Unexpected temporary array created when using n**2 instead of n*n to declare array size

Chenfeng_B_
Beginner
232 Views

I found out this unexpected behavior of temporary array when tracing down the root cause of a stack overflow.

In a subroutine, when multi-dimensional dummy arrays with explicit size are declared with the exponentiation operator ** (except in the last dimension), almost any operation in this subroutine that involves section of this array would create a temporary array, even if the section is obviously contiguous ( extreme case being x(:,:) ).
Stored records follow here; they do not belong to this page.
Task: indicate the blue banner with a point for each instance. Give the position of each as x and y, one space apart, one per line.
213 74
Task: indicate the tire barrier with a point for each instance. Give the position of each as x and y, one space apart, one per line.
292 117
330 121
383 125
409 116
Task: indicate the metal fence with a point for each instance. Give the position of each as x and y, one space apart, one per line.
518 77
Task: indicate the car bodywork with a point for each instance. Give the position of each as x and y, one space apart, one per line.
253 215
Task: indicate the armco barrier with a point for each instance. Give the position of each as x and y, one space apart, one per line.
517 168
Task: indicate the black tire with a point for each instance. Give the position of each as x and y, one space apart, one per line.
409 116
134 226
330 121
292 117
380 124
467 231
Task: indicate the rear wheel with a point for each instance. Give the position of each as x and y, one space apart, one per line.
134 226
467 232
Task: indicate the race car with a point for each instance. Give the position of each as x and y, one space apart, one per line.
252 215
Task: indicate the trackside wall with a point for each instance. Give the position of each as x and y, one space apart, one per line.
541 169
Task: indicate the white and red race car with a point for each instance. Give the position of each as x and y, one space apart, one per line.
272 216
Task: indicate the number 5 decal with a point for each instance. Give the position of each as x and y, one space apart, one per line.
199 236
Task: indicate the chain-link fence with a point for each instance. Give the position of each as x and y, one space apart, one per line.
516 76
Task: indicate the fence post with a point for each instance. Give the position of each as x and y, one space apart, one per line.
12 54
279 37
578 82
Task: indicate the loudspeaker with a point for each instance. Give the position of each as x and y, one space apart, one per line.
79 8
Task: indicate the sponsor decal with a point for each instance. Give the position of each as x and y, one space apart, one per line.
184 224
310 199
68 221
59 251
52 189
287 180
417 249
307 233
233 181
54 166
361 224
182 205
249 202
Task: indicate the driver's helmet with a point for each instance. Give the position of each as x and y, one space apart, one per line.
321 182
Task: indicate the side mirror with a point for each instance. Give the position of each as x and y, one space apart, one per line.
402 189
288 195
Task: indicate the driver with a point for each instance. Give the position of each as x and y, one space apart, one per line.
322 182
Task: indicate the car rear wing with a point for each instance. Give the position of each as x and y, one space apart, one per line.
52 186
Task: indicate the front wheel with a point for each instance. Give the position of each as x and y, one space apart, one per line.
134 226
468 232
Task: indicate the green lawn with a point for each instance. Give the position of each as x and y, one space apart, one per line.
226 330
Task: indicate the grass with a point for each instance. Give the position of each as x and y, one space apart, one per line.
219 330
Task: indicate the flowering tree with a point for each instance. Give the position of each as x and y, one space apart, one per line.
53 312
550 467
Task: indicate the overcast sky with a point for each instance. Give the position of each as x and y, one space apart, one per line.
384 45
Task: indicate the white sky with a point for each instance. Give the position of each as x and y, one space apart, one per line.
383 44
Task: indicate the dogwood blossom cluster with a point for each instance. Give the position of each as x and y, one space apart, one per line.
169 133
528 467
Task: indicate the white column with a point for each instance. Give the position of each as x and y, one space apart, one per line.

Such temporary arrays are not created if the array size is declared using multiplication (n*n instead of n^2, or of higher power)

The following is an example:

program main
    implicit none
    real(8) x(4,2)
    
    call sub(x,2)
end program main

subroutine sub(x,n)
    implicit none
    integer,intent(in) :: n
    real(8),intent(in) :: x(n**2,2)   ! change to x(n*n,2) and everything's fine
    
    print*, x(:,:)      ! obviously contiguous, but a temporary array is created nonetheless.
end subroutine sub

Is this behavior a compiler bug or is there some deeper reason to this that I'm not aware of? Help appreciated.

I checked temporary array creation using the -check arg_temp_created compiler option. I am using  ifort version 16.0.0, on a UNIX system computing cluster at my institution.

0 Kudos
1 Reply
Kevin_D_Intel
Employee
232 Views

Thank you for reporting this. It does seem to be a bug. I reported it to the Developers for further analysis. I will share what I hear back.